C’était aussi à une époque (2010) où il s’éveillait à la politique, et l’histoire de la Martinique, de facto l’intéressait beaucoup, de même que les hommes qui ont façonné son histoire. «Je me plonge dedans et j’apprends que Frantz Fanon est aussi un héros national en Algérie», dira-t-il. D’ailleurs le morceau qui ouvre leur album, et qui a été déclamé lors de la prestation de samedi dernier, est B Natural (Sois toi-même) dans lequel Florence Baudin déclame ce texte fanonien si poignant.
«Oui à la vie, oui l’amour, oui à la générosité. Mais l’homme est aussi un non. Non au mépris de l’homme, non à l’indignité de l’homme, à l’exploitation de l’homme, au meurtre de ce qu’il y a de plus humain dans l’homme : la liberté», et de slamer encore, plus loin : «Ce n’est pas le sol qui est occupé, ce n’est pas le port ni les aérodromes.
Le colonialisme français s’est installé au centre même de l’individu algérien et y a entrepris un travail soutenu de ratissage, d’expulsion de soi-même, de mutilation rationnellement poursuivis.» Samedi dernier, Maher Beauroy était au piano, tout en secondant Florence Baudin dans le chant. Ils étaient accompagnés par Qaïs Saadi au oud, Sélène Saint-Aimé à la contrebasse, qui chantait également, Adriano Ténorio aux percussions, le tout combiné dans un vortex mirifique grâce aux soins de l’ingénieur son Julien Bassères. «A la vérité, c’est notre deuxième tournée en Algérie, nous explique Maher Beauroy en marge du concert. Il y a quelques années, on était venus avec une autre formule, et en plus petit comité (ne formant alors qu’un trio), mais c’est la première fois qu’on vient à cinq en déclamant des textes.
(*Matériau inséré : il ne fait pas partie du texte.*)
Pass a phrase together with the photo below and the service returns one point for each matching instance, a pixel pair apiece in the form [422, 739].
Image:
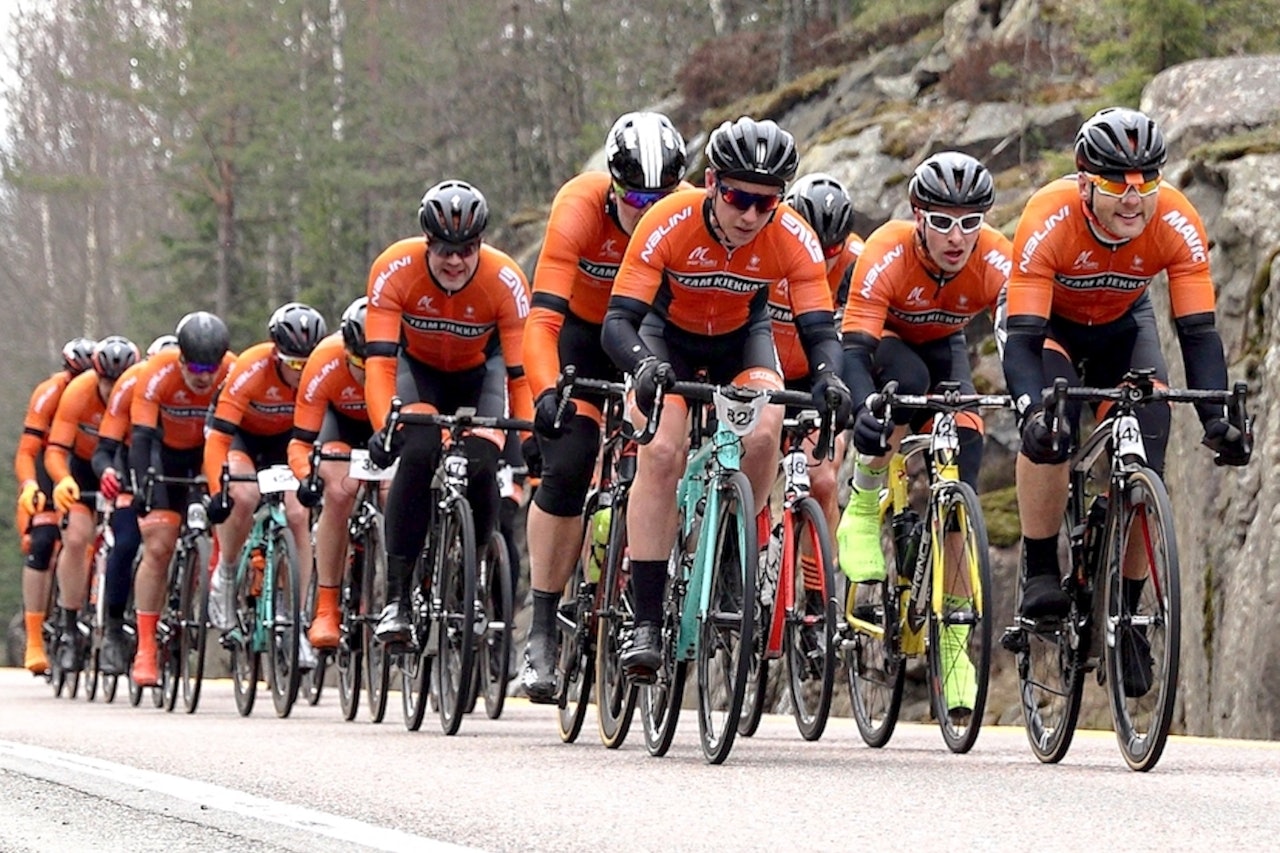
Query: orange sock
[147, 632]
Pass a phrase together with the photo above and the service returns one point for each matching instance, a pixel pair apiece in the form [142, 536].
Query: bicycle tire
[456, 591]
[723, 651]
[1142, 705]
[960, 635]
[195, 628]
[284, 630]
[616, 694]
[378, 674]
[575, 666]
[873, 656]
[498, 598]
[350, 657]
[246, 661]
[807, 666]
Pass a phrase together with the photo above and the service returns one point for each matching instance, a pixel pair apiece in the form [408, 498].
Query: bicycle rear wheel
[723, 652]
[456, 591]
[960, 629]
[810, 623]
[193, 638]
[1143, 619]
[286, 629]
[350, 657]
[615, 693]
[378, 674]
[497, 597]
[246, 661]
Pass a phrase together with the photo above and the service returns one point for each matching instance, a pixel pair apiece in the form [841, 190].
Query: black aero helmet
[353, 327]
[951, 179]
[202, 338]
[750, 150]
[1118, 141]
[114, 355]
[296, 329]
[78, 355]
[453, 211]
[645, 151]
[824, 204]
[163, 342]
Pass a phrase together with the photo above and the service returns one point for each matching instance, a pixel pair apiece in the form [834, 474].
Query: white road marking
[228, 799]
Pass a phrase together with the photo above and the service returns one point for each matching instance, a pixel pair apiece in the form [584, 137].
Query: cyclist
[590, 223]
[824, 204]
[110, 457]
[37, 521]
[251, 427]
[169, 407]
[330, 410]
[913, 292]
[434, 306]
[72, 439]
[1087, 249]
[693, 293]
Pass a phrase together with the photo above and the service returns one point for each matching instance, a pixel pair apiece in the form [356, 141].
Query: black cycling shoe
[641, 655]
[117, 651]
[1136, 658]
[1043, 597]
[394, 625]
[538, 675]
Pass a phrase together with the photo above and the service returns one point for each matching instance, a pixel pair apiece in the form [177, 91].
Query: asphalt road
[80, 776]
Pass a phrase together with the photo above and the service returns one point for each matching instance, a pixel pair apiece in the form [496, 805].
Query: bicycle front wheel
[810, 621]
[1142, 602]
[615, 693]
[193, 637]
[959, 617]
[728, 623]
[284, 630]
[498, 598]
[457, 620]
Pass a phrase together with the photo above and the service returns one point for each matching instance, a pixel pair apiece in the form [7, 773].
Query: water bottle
[599, 534]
La première fois c’était uniquement de la musique, tandis que là, on rend un hommage à Franz Fanon, qui se veut plus concret, plus réel, plus palpable pour les gens.» Oran a été la première destination de ce groupe qui s’est envolé par la suite à Tlemcen avant de poursuivre sa tournée dans les villes d’Annaba, Alger et Constantine.